Ende März 1917 hatte der Ellison Stollen bereits eine Länge von 127 m erreicht, während man auf italienischer Seite noch keine Gegenmaßnahmen ergriffen hatte. Ein zeitlicher und räumlicher Vorteil, der bis zum Ende des Minenkrieges immer auf österreichisch-ungarischer Seite liegen sollte. Am Ende sollte der Angriffsstollen eine Gesamtlänge von etwa 270 m erreichen und unter der italienischen Platte enden. 170 m nach dem auf der Rückseite der Platte angelegten Stolleingang befand sich ein als Dom bezeichneter Aufgang in den oberen Stollenbereich der Platte, in dem die Versorgungseinrichtungen und kavernierten Stellungen lagen.[6]

Am 29. September 1917 wurde die erste österreichisch-ungarische Mine unter der italienischen Platte gezündet.
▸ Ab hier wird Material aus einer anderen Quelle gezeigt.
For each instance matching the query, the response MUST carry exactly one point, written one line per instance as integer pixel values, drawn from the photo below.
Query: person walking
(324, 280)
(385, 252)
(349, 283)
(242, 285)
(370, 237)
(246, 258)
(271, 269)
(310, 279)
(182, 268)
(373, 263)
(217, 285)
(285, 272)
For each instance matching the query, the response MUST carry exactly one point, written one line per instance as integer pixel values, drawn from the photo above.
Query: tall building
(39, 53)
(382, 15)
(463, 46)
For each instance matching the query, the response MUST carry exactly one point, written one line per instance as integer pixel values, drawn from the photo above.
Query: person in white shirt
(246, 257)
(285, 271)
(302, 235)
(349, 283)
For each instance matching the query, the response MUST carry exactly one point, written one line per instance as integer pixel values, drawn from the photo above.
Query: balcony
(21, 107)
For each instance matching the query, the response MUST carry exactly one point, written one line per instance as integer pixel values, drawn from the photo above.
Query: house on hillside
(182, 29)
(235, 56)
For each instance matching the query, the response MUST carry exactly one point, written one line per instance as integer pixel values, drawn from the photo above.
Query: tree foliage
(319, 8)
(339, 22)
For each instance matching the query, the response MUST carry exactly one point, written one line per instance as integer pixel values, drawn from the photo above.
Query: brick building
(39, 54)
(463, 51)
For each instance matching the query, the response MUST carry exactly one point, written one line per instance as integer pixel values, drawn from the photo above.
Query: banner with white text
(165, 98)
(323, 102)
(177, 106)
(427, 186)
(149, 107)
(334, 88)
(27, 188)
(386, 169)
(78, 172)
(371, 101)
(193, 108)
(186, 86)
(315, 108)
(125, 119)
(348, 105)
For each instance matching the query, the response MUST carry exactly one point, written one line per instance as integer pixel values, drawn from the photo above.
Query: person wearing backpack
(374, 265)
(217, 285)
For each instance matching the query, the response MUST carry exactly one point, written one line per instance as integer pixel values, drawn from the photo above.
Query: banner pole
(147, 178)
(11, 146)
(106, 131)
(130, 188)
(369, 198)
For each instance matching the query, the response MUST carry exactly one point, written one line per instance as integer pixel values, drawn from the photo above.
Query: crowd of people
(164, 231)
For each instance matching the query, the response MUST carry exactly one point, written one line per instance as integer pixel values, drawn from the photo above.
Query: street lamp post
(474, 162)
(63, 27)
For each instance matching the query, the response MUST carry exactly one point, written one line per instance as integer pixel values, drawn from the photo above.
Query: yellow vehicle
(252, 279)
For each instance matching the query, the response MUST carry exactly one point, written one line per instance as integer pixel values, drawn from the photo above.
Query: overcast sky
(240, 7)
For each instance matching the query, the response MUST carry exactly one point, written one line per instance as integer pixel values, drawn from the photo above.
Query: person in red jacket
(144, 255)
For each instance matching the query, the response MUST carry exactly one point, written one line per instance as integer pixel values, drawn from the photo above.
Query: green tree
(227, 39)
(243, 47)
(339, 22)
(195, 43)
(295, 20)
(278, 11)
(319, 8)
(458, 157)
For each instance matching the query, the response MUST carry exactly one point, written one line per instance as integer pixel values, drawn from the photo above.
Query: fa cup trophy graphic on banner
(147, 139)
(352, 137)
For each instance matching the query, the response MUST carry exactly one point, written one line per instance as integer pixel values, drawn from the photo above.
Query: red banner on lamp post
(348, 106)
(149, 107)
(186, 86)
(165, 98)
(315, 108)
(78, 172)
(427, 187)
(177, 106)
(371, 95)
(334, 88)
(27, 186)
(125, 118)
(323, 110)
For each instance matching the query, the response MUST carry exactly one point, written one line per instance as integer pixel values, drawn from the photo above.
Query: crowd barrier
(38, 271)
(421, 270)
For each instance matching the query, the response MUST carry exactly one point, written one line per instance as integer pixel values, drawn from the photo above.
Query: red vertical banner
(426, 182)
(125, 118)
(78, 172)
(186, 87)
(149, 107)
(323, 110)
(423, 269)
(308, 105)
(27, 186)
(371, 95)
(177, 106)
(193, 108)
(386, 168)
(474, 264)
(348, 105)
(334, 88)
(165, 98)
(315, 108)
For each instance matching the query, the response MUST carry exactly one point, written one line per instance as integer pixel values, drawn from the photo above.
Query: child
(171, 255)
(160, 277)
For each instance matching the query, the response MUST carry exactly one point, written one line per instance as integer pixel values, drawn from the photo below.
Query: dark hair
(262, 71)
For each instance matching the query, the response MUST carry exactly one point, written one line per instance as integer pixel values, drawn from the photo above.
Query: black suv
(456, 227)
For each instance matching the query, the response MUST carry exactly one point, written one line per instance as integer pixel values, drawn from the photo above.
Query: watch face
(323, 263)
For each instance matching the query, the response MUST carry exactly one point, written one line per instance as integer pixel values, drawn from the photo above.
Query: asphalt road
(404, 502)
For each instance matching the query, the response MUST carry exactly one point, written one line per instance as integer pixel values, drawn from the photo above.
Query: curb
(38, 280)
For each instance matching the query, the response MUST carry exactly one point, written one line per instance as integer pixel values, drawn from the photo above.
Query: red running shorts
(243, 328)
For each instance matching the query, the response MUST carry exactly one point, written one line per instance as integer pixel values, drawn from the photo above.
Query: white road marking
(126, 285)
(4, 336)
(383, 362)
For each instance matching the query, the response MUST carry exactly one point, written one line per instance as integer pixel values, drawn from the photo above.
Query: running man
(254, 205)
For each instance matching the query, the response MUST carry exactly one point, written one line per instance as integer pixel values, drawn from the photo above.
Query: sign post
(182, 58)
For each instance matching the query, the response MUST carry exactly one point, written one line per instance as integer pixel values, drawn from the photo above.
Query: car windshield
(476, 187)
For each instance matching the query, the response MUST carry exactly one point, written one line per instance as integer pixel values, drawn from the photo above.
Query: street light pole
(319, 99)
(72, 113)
Bis zum März 1918 sollten weitere vier österreichisch-ungarische Minensprengungen folgen, die die Italiener ihrerseits mit fünf Sprengungen beantworteten, wobei es ihnen weder gelang unter das gegnerische Stollensystem noch in die Nähe der österreichischen Platte zu kommen.

Für die letzte österreichisch-ungarische Minensprengung am 13. März 1918 wurden 50 t Sprengstoff eingesetzt, die auf zwei Minenkammern verteilt waren. Allein das Laden der beiden Kammern dauerte eine Woche, da der Sprengstoff in mehreren Depots gestaffelt hinter der Frontlinie gelagert war, wobei das letzte Depot 10 km von der österreichischen Platte entfernt lag und mittels Seilbahnen und Trägern auf die Platte und in den Ellison Stollen transportiert werden musste. Die Träger hatten dabei nicht nur mit den 40 kg Sprengstoff auf ihren Rücken zu kämpfen, sondern auch mit den widrigen winterlichen Witterungsbedingungen.[7]

Die Sprengung vom 13. März, die die größte Minensprengung während des Ersten Weltkrieges an der italienischen Front war, brachte den Nordrand der italienischen Platte und die darunter liegenden Stollen zum Einsturz. Aufgrund des durch die Sprengung brüchig gewordenen Gesteins und der damit verbundenen Einsturzgefahr verzichteten beide Seiten auf die Fortsetzung des Minenkrieges.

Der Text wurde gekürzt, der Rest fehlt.